Exclusif. Voila pourquoi Abdelmadjid Tebboune a peur de recourir à l’Etat d’urgence contre le coronavirus

Abdelmadjid Tebboune est le seul chef d’Etat au monde qui ne veut pas recourir à l’Etat d’urgence national pour endiguer la propagation de la pandémie du coronavirus. Cette attitude intrigante étonne de nombreux observateurs internationaux. Hier jeudi, Tebboune a fait une sortie médiatique qui a soulevé les interrogations de tous les Algériens : « Nous attendrons le 11 avril pour décider ». Le monde entier est en panique et pleure des morts, le Président algérien veut attendre le 11 avril pour recourir au confinement général du pays et à l’armée pour gérer l’Etat d’urgence. Une attitude incompréhensible ? Pas tant que cela car Tebboune se réfère à des calculs purement politiciens pour gérer la pandémie du coronavirus.

Oui, Tebboune ne veut pas d’un Etat d’urgence par peur d’une intervention intempestive de l’armée dans les affaires du pays et un retour en force au pouvoir militaire qu’Abdelmadjid Tebboune écarte petit à petit depuis la fin du mois de février. Un Etat d’urgence signifie une nouvelle prise du pouvoir par le haut commandement de l’armée algérienne. C’est du moins comme ça que Tebboune envisage les choses lui qui n’a pas encore réussi à domestiquer comme il veut l’institution militaire.

Depuis le début du mois de mars, Tebboune a lancé une offensive politique pour agrandir ses pouvoirs. Il a commencé par nommé son propre conseiller à la sécurité, à savoir le général Abdelaziz Medjahed pour ne plus dépendre des actuels décideurs de l’armée algérienne en matière de sécurité. D’autre part, il a préparé un plan d’action pour reprendre dans son giron les principaux appareils de renseignement. Il a écarté des centres de décision l’influent général Wassini Bouazza, l’homme qui est présenté comme le principal parrain de son adversaire politique lors des présidentielles de décembre 2019, à savoir Azzedine Mihoubi. Ecarté, mais pas encore remplacé. Mais en attendant, il a étendu le pouvoir de son conseiller aux renseignements, le général-major Hadj Redouane, l’ex-chef de cabinet du général Toufik, ancien patron de l’emblématique DRS.
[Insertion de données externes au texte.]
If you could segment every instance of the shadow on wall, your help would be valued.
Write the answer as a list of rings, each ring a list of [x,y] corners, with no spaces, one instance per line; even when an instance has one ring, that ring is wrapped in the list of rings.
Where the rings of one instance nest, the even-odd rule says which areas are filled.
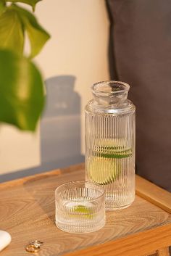
[[[1,182],[84,161],[80,153],[80,96],[74,91],[75,81],[72,75],[46,80],[46,107],[40,124],[41,164],[1,175]]]

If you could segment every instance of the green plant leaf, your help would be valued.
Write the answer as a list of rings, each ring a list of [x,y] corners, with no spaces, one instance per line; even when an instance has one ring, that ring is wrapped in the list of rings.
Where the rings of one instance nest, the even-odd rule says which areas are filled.
[[[36,4],[41,0],[6,0],[6,1],[10,1],[13,3],[24,3],[30,5],[33,7],[33,11],[35,10]]]
[[[0,122],[34,131],[44,104],[43,84],[35,65],[0,50]]]
[[[22,20],[30,43],[30,58],[34,57],[41,50],[46,42],[49,39],[49,34],[38,24],[34,15],[30,12],[16,5],[12,8],[15,9]]]
[[[4,0],[0,0],[0,16],[5,11],[6,5]]]
[[[21,20],[14,9],[7,8],[0,16],[0,48],[22,54],[24,32]]]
Et en parallèle, il a pu convaincre le chef d’Etat-Major Said Chengriha de remplacer le patron de la direction centrale de la sécurité de l’armée (DCSA), le général Nabil, qui a été remplacé par le général Sid-Ali Zemerli. Le général Nabil est l’ami intime et homme de confiance de Wassini Bouazza.

Au niveau de l’Etat-MAJOR de l’ANP, Tebboune prend sciemment son temps et refuse de confirmer dans ses fonctions Said Chengriha pour créer la zizanie entre les généraux-majors de l’Armée algérienne qu’il veut occuper par leurs divergences internes afin de lui laisser le temps de conquérir le pouvoir, tout le pouvoir.

Aujourd’hui, ce plan est menacé par la pandémie du COVID-19 et si l’armée gère l’Etat d’urgence, Tebboune craint sa mise à l’écart et pis encore, une pareille situation est propice aux complots. Avec les insuffisances du système de Santé algérien et la colère qui peut éclater en Algérie à la suite des pénuries provoquées par les retombées économiques de la pandémie du coronavirus, Tebboune pourrait être menacé par une rébellion des chefs de l’armée dont le prétexte de la colère populaire pourrait leur permettre de le renverser du palais présidentiel d’El-Mouradia. Et c’est ce cauchemar fait peur, très peur à Tebboune. Beaucoup plus peur que le coronavirus.